Uganda 129: Kijwiga Brunnen

Kijwiga Brunnen

Ausgangssituation

Die kleine Gemeinde Kijwiga liegt im Kibaali-Bezirk des Kibaale-Distrikts im mittleren Westen Ugandas. 360 Menschen leben hier in 60 Haushalten zusammen. Sie alle haben keinen Zugang zu sauberem und sicherem Trinkwasser. Die Menschen holen ihr Wasser für den täglichen Bedarf aus einem nahegelegenen Wasserloch, Kanyamunuka genannt. Das Wasser ist jedoch stark kontaminiert, was die Menschen in Kijwiga einem ständigen gesundheitlichen Risiko aussetzt.

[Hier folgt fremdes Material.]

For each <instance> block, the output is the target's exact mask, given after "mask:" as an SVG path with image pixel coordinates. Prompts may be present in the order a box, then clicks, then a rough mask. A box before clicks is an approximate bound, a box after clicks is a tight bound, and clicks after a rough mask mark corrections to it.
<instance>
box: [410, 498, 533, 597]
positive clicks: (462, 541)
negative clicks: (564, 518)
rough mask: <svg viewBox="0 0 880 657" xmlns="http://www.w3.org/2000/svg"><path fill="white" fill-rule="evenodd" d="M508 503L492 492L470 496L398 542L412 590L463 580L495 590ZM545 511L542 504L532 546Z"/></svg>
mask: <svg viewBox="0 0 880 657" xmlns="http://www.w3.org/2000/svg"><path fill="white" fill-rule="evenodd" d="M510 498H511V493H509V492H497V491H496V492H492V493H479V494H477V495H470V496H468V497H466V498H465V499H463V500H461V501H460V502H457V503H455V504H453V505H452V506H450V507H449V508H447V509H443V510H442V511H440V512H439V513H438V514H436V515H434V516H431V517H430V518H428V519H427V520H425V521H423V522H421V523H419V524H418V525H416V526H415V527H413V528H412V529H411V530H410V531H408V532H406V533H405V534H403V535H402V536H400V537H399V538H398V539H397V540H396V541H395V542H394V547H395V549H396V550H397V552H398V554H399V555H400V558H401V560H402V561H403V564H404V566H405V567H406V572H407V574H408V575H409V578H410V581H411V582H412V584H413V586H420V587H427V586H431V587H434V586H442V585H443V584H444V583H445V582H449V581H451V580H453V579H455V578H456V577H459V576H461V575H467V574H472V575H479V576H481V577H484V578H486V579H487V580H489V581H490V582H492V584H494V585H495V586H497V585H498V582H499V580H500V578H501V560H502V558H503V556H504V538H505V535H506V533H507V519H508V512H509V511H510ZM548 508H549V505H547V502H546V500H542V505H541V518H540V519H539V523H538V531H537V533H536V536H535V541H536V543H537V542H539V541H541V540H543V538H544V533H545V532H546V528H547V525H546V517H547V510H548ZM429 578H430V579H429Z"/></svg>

Hygienebedingte Krankheiten wie Durchfall und Magenwürmer sind in der gesamten Region stark verbreitet. In der Folge verlieren die ohnehin armen Bauern viel wertvolle Arbeitszeit und die Ernte reicht oft nicht aus, die Familien zu ernähren, geschweige denn, finanzielle Erträge abzuwerfen. Dieser ökonomische Teufelskreis wirkt sich bereits negativ auf die Entwicklung der gesamten Region aus.



  • Unser Ziel

    Um die oben beschriebenen Probleme in den Griff zu bekommen, sieht das Kijwiga-Wasserprojekt den Bau eines neuen Flachbrunnens nahe dem Kanyamunuka-Wasserloch vor. Inklusive der Hygieneschulungen und drei Follow-Up Besuchen wird das Projekt 2.275 Euro kosten. Die Gemeinde wird vor Ort ein siebenköpfiges Wasserkomitee bilden, welches sich nach Abschluss der Bauarbeiten um die Instandhaltung und Pflege des Brunnens kümmern wird. Die Ausbildung des Wasserkomitees wird vom Projekt getragen. Hauptaufgabe des Komitees wird es sein, Gelder für die Instandhaltung des Brunnens zu sammeln, um eine langfristige Nutzung gewährleisten zu können und sicher zu stellen, dass den Gemeindemitgliedern ein nachhaltiger Zugang zu sauberem und sicherem Wasser erhalten bleibt. Für den Bau des neuen Flachbrunnens wird die Emesco Development Foundation eine örtliche Baufirma engagieren.
  • Situation heute

    Der neue Brunnen in Kijwiga wurde erfolgreich eingeweiht und hat, wie vorgesehen, die Situation der Menschen in nur kurzer Zeit deutlich verbessert: Die hygienebedingte Krankheiten sind stark zurückgegangen, die Menschen haben wieder mehr Zeit, auf den Feldern zu arbeiten und die Kinder können regelmäßig zur Schule gehen. Am 25.11.2019 haben Bea und Johanna den Brunnen im Rahmen der Projektreise 2019 besucht und sich vor Ort selbst vergewissert, dass der Brunnen ordentlich funktioniert und die Menschen im Ort verantwortungsbewusst mit dem Wasser umgehen.
  • Unterstützer

    Dieses Projekt wurde von Olivia Reinhard finanziert und in Zusammenarbeit mit der Emesco Development Foundation realisiert.